PostPosted: Sat May 21, 2005 7:00 am    Post subject: Reply with quote

Quote:
In the end it really does come down to whether or not you trust the government. Since Social Security is entirely within the hands of Congress, I have to say that I don't trust it.



You have a very valid point. And it hasn't helped that we had a president for 8 years running around telling everyone every chance he got that government is the problem, not the solution. I think that is the single most harmful political quip in recent history. There is nothing positive that can come from undermining faith in your own country. I've mentioned before that both parties share in the responsibility of taking from the social security trust fund to pay for their other social programs and bombs. (We need a whole series of reforms to fix the problem.)

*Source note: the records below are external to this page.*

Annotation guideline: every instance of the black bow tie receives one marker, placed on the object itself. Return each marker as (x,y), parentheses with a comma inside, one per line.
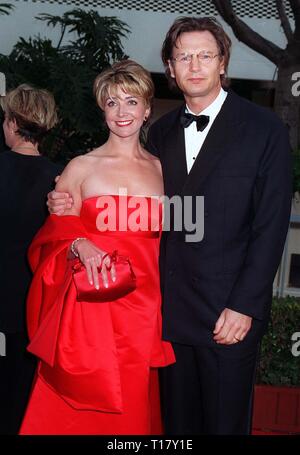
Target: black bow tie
(201,120)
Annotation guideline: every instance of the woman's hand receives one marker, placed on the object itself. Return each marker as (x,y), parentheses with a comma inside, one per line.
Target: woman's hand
(91,257)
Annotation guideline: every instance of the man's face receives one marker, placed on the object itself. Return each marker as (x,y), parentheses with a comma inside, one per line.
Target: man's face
(197,78)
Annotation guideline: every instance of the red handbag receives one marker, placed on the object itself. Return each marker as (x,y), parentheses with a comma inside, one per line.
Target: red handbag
(124,284)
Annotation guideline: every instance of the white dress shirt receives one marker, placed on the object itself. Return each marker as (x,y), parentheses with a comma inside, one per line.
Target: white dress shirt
(194,139)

What needed to be done a long time ago was to pass legislation that made messing with Social Security impossible. I think that is necessary to create a sense of trust in the system. Someone has to put security back in the Social Security system.

Quote:
stop spending above your means.....what's more important? sinking 50k into an SUV or into a savings/retirement acct? people have their priorities wrong


funplanet is making a good point as well. A lot of it has to do with responsibility, both at the individual level and at the government level. Can't (and don't want to) argue with that.

I think my basic point is that economic forces and events are largely outside of regular people's control.


Quote:
But overall it tends to produce good returns.


That's true. Overall. But we as individual people don't live 'overall'. We live in a specific time and place. Suppose you reach retirement at the beginning of a long-term downturn in the market? That happens. Think about people who retired in the mid-70's when we had years and years of stagflation. People on fixed incomes really suffered.